Soon after the organization of the Masonic lodge at Lima, he became a
member of that body and continued his interest in the order as long as
he lived.  He was a charter member of Sager Lodge, No.  513, F. & A. M.,
at LaFayette, which was named in his honor.
    Newton Sager, our immeiate subject, was reared at LaFayette and
became a student in the village school when a child of six years.  He
continued to study in the LaFayette schools until he was about 20 years
old, when he entered Baldwin University, at Brera, near Cleveland, Ohio,
where he remained one year.  He then read medicine with his father for a
period of four years and went from this excellent instruction to the
University of Michigan, at Ann Arbor.  After several terms there, he
entered the medical department of the University of Worcester, at
Cleveland, where he was graduated and received a diploma in February,
    After graduation Dr.
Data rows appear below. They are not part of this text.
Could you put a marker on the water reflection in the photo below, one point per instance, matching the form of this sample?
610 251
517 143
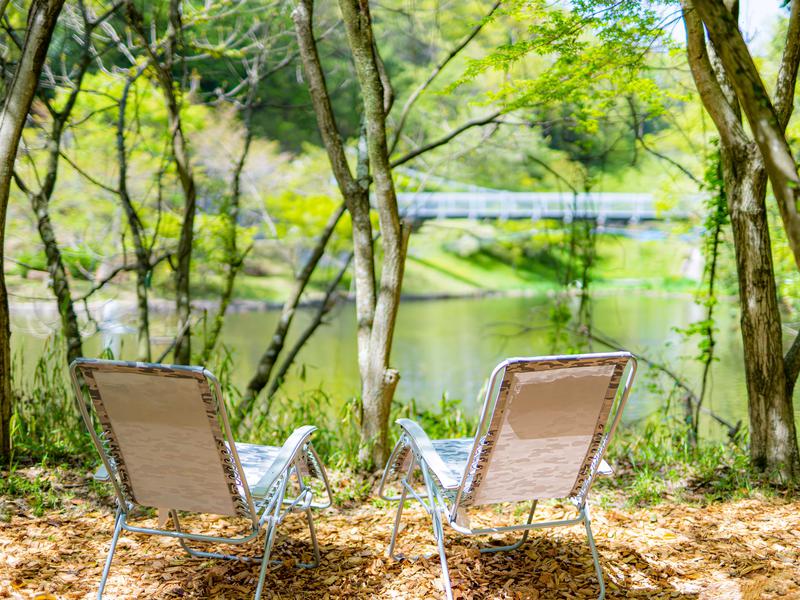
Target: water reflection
451 346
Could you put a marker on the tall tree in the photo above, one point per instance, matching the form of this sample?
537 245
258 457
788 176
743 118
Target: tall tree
42 18
727 80
84 24
164 58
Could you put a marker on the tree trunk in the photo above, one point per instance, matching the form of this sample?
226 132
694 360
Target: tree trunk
59 281
183 308
770 408
773 440
143 259
163 61
380 380
270 356
42 17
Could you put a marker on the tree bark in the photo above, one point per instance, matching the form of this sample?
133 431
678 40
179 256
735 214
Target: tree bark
354 192
270 356
42 17
765 123
180 151
143 254
773 440
379 381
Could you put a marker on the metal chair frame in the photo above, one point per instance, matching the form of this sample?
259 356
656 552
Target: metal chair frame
435 502
267 512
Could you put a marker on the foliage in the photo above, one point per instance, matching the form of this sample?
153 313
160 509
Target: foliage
46 424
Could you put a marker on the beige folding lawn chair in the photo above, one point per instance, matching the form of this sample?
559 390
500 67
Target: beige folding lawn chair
165 443
545 425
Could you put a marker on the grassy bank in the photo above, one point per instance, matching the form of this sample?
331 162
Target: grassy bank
445 258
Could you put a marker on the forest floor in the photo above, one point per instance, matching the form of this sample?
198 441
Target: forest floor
744 548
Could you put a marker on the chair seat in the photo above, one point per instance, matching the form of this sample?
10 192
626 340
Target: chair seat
455 454
256 461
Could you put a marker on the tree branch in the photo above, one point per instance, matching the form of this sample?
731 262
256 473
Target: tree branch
436 70
326 305
768 130
302 15
787 74
717 105
445 138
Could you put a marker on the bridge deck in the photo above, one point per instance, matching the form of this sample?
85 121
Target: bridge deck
534 205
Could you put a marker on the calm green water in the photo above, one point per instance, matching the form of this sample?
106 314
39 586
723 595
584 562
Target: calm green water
451 346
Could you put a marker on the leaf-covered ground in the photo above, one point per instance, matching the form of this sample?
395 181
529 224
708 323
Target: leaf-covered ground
742 549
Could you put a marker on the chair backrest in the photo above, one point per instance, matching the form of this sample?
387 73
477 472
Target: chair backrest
162 436
544 429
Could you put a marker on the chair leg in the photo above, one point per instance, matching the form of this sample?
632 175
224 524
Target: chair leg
117 529
438 532
396 528
595 556
262 574
314 543
517 544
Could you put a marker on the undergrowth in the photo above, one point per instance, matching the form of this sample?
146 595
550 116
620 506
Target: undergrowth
654 460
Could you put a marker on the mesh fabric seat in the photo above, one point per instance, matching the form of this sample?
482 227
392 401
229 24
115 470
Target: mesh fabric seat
544 427
164 439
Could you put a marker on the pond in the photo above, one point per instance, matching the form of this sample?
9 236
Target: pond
450 346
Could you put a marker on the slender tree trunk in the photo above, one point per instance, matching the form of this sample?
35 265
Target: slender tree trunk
59 281
380 380
143 258
163 61
771 420
42 17
770 376
234 259
183 308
Sager returned to LaFayette and entered into
practice with his father, at first relieving the older physician, who
was beginning to feel the weight of years of his heavier duties and
gradually taking over the larger burden of the practice, continuing the
partnership until the close of the father's life.  Dr. Sager is a
regular general practitioner and, by his fellow-citizens, has been
deemed worthy to take his father's place.  His methods are those of the
younger school of practitioners and his reputation is that of an eminent
man in his profession.
  In April, 1871, Dr. Sager was united in marriage with Sarah M. Hughes,
of Knox County, Ohio, who is a daughter of Hiram and Emily (Lane)
Hughes, who came to Ohio from Connecticut.  They have two daughters
Grace and Georgiana.  The former married John E. Myers, of LaFayette,
and has one daughter, Evadne.  The latter married Albertson Watt, of
LaFayette, and has two children Namona and Rodney.  The family has
always been a leading one of this section and is prominent socially.
   Like his late father, Dr. Sager is identified with the Democratic
party and for years has been more of less a leader of its movements in
this locality.  He has served three terms as township treasurer.  He
belongs to the Masonic fraternity and is a member of Sager Lodge, No.
513,  F. & A. M.,  which was named for his father who was instrumental
in having it established at LaFayette.